Create data service level agreements (SLAs)
The best place to start—especially to determine your optimal ingestion approach—is to gather use case requirements from your data consumers and work backwards to develop a data SLA to address matters such as:
- What is the business need?
- What are the expectations for the data, and when does the data need to meet them?
- How will we know when the SLA is met, and what will the response be if the SLA is not met?
As part of this, seek to outline the challenges posed by the use cases developed and plan for them accordingly. Identify the specific source systems at your disposal and make sure you know how to extract data from them.
Automated data ingestion
As data expands in volume and complexity, the days of relying on manual-ingestion solutions to curate such a massive amount of unstructured data are over. Automated data ingestion solutions have been proven to save time, boost productivity, and reduce manual steps in the data ingestion process.

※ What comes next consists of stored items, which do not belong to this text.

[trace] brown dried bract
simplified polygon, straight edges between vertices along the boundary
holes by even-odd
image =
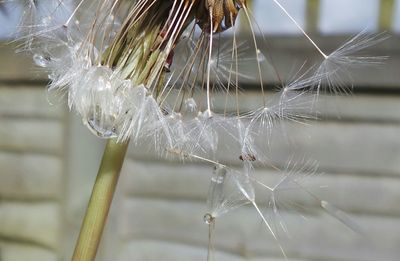
[[[256,161],[256,156],[254,156],[253,154],[245,154],[245,155],[240,155],[239,159],[241,161]]]
[[[246,0],[203,0],[204,9],[197,13],[198,24],[203,30],[213,33],[222,32],[235,24],[239,9],[246,4]]]

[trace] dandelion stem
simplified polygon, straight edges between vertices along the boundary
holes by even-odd
[[[112,139],[106,145],[72,261],[95,260],[128,143]]]

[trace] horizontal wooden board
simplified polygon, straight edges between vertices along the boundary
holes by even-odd
[[[44,86],[0,84],[0,116],[62,118],[66,106],[60,102],[50,105],[47,97]]]
[[[316,160],[322,172],[398,176],[398,133],[400,126],[395,124],[329,121],[312,122],[310,125],[293,123],[285,124],[283,128],[278,126],[270,139],[259,139],[255,143],[265,148],[265,154],[277,166],[285,165],[296,156]],[[228,165],[240,165],[240,147],[233,145],[226,132],[219,133],[218,139],[220,150],[217,159]],[[162,153],[165,154],[165,149]],[[136,159],[157,158],[148,143],[137,146],[131,144],[128,155]]]
[[[0,43],[0,80],[27,80],[42,78],[38,69],[33,69],[33,59],[27,54],[16,54],[16,45]]]
[[[0,150],[60,154],[63,134],[60,121],[0,118]]]
[[[62,196],[62,161],[50,155],[0,151],[0,197],[57,199]]]
[[[120,186],[128,196],[195,200],[205,202],[212,174],[212,166],[199,164],[174,164],[165,162],[125,162]],[[254,177],[273,187],[283,173],[257,169]],[[304,173],[302,173],[304,174]],[[299,174],[298,178],[301,177]],[[357,213],[400,216],[400,179],[351,174],[316,174],[304,179],[305,187],[320,199],[335,204],[343,210]],[[268,202],[268,191],[255,184],[259,204]],[[286,195],[285,200],[319,208],[304,191]]]
[[[249,37],[251,36],[244,35],[241,38],[239,37],[238,41],[248,42],[250,39]],[[283,79],[291,79],[293,77],[293,71],[296,72],[296,69],[300,68],[304,61],[308,62],[308,66],[319,64],[322,61],[321,55],[304,37],[271,37],[268,39],[268,42],[260,38],[258,39],[259,49],[265,53],[268,59],[270,56],[273,57],[274,66]],[[327,54],[339,48],[348,40],[348,37],[343,36],[314,35],[313,38]],[[228,42],[232,41],[231,39],[226,40]],[[392,37],[382,44],[372,46],[365,50],[363,55],[390,56],[390,59],[381,66],[365,66],[361,67],[361,69],[356,68],[351,74],[353,83],[362,86],[385,86],[391,89],[398,89],[400,76],[396,68],[398,68],[400,64],[400,55],[397,43],[398,37]],[[254,57],[255,55],[252,48],[250,47],[248,49],[247,53],[242,52],[241,54]],[[46,79],[45,73],[41,71],[40,68],[33,67],[30,54],[15,54],[15,45],[2,45],[0,47],[0,54],[3,59],[3,63],[0,65],[0,80]],[[176,57],[176,60],[177,58],[178,57]],[[248,77],[248,82],[258,81],[258,76],[255,73],[258,69],[255,62],[240,64],[246,69],[242,71],[242,73],[252,76]],[[266,68],[263,67],[262,76],[266,82],[275,82],[277,79],[275,71],[270,65],[266,66]],[[347,84],[350,84],[347,78],[345,81]]]
[[[284,261],[279,257],[241,257],[239,255],[213,252],[213,260],[218,261]],[[157,240],[132,240],[127,242],[120,253],[119,261],[204,261],[207,259],[207,249],[192,245],[179,244]],[[310,261],[309,259],[294,259],[290,261]]]
[[[0,202],[0,238],[58,249],[61,213],[57,203]]]
[[[2,261],[57,261],[56,252],[24,243],[0,241],[0,260]]]
[[[266,93],[266,99],[276,100],[273,92]],[[213,95],[213,106],[217,112],[236,112],[236,97],[233,94]],[[396,122],[399,123],[400,96],[398,95],[324,95],[315,96],[303,94],[302,101],[297,109],[299,113],[320,119],[336,119],[338,121],[367,121],[367,122]],[[255,111],[263,106],[260,92],[245,91],[239,96],[239,108],[243,112]],[[205,100],[204,100],[204,104]],[[312,108],[312,109],[311,109]],[[310,111],[314,113],[310,114]]]
[[[124,240],[152,239],[205,247],[204,205],[188,201],[131,199],[124,203],[119,233]],[[282,212],[290,233],[277,233],[290,257],[323,260],[387,260],[400,255],[400,220],[379,216],[350,216],[364,236],[326,215],[304,218]],[[242,256],[281,256],[277,243],[256,211],[244,207],[216,221],[217,249]],[[278,223],[273,223],[278,224]],[[281,231],[281,230],[279,230]]]

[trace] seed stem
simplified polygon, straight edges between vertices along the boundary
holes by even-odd
[[[301,33],[311,42],[312,45],[314,45],[315,49],[324,57],[324,59],[328,59],[328,55],[326,55],[321,48],[311,39],[311,37],[304,31],[304,29],[301,27],[301,25],[294,19],[294,17],[281,5],[281,3],[278,2],[278,0],[273,0],[274,3],[289,17],[290,20],[296,25],[297,28],[301,31]]]
[[[94,261],[129,142],[107,142],[72,261]]]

Furthermore, automation offers the additional benefits of architectural consistency, consolidated management, safety, and error management. All of this contributes to decreased data processing time.
Execute data quality checks at time of ingest—but do so carefully
The best time to determine if you have a quality control problem is at the time of ingestion. While there’s no scalable way to create tests for every possible instance of data corruption across the pipeline, some organizations implement data circuit breakers that will stop the data ingestion process if data doesn’t pass specific quality checks. However, there are inherent tradeoffs here. Set your data quality thresholds too high and you may unnecessarily impede data access; set them too low and your overall data warehouse may be compromised.
Do your best here to strike a balance in your circuit breaker deployment. And leverage data visualization and observability to help you detect data quality issues early in the process so you can resolve them before they become widespread.